Les dagues sont dégainées, mais le bain de sang à venir pourrait ne pas éclabousser tout le monde: en rompant avec son père, Marine Le Pen peut espérer tirer un avantage politique dans sa "stratégie de dédiabolisation".
Jusqu'à peu, nombre de dirigeants FN, même dans les discussions avec les journalistes, gardaient une certaine mesure concernant "Le Pen", soulignant avec une quasi-tendresse son côté "emmerdeur" et le présentant, autant lassés qu'amusés, comme le "vieil oncle éructant à la fin des repas de famille". Pouvoir de nuisance ? Aucun ou presque, assuraient-ils.
Un entretien à l'hebdomadaire d'extrême droite Rivarol, dans lequel Jean-Marie Le Pen -sans nouveauté majeure sur le fond- déroule "un best of des textes et des mots de toute sa carrière", selon les termes du patron des socialistes Jean-Christophe Cambadélis, et le ton de l'équipe dirigeante frontiste a radicalement changé.
Si le signal a été donné par le compagnon de Marine Le Pen, Louis Aliot, historique frontiste, directeur de cabinet de Jean-Marie Le Pen pendant quelques mois et l'un des premiers artisans de la "dédiabolisation", c'est véritablement Florian Philippot, le secrétaire général Nicolas Bay mais aussi le sénateur-maire du VIIe secteur de Marseille Stéphane Ravier qui ont porté le fer médiatique, après que Marine Le Pen a annoncé qu'elle s'opposerait à une candidature aux régionales de son père en Paca.
Dans cette polémique qui se déroule par médias interposés, Florian Philippot a été le plus loin, assurant jeudi qu'il serait "préférable" que Jean-Marie Le Pen démissionne du parti.

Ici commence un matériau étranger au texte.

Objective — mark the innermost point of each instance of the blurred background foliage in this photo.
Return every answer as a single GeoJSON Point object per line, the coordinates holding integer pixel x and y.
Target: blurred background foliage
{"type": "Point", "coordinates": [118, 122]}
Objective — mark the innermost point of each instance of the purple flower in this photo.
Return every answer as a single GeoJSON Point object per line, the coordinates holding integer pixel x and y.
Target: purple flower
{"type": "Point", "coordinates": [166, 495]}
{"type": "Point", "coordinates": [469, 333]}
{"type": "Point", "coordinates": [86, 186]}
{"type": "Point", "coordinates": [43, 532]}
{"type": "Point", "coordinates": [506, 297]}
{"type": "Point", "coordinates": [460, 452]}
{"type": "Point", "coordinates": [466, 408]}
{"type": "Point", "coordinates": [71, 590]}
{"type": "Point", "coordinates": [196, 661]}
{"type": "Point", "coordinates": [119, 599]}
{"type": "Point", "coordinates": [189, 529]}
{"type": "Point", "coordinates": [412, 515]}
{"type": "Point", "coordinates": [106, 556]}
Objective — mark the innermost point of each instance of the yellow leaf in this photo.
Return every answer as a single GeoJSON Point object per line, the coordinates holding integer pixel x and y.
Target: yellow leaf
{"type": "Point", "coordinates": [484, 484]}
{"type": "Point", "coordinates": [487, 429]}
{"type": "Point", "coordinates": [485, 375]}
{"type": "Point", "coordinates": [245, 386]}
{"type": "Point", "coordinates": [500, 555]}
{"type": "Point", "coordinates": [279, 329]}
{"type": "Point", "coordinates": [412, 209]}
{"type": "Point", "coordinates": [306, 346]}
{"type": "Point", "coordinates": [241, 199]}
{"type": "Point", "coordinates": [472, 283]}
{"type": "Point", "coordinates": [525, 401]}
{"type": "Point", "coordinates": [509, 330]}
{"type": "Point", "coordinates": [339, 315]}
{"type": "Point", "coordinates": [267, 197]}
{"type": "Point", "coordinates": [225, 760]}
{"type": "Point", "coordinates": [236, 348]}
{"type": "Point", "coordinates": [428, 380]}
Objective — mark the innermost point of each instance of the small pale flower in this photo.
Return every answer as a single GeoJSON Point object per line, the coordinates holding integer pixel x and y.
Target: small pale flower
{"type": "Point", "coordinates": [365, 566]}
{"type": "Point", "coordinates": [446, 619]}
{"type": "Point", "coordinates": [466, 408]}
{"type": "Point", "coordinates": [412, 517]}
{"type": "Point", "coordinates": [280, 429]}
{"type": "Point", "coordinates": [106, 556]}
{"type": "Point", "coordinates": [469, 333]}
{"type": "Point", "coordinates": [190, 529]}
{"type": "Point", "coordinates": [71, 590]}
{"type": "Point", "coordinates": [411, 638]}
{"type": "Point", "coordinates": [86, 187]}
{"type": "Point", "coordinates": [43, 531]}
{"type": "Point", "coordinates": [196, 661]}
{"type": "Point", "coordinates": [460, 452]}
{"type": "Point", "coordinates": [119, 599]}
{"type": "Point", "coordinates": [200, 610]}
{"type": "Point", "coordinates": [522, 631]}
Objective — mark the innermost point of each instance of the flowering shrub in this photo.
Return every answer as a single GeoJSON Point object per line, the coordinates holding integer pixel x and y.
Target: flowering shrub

Plusieurs proches du numéro deux ont tweeté, avant de les retirer rapidement, des appels à la démission de M. Le Pen s'il est "homme d'honneur"... s'attirant aussitôt les foudres de proches de Marion Maréchal-Le Pen.
Alors que Florian Philippot et Stéphane Ravier ont annoncé la convocation d'un bureau exécutif dès l'après-midi, le FN a rapidement démenti l'information.
Depuis mardi, l'hypothèse d'une exclusion de Jean-Marie Le Pen du parti qu'il a lui-même co-fondé en 1972 n'est plus inenvisageable. "Toutes les options sont sur la table", a lâché M. Philippot
Une exclusion ? Cette décision serait "complètement folle", porteuse d'un "risque d'implosion" du FN, réplique Le Pen père.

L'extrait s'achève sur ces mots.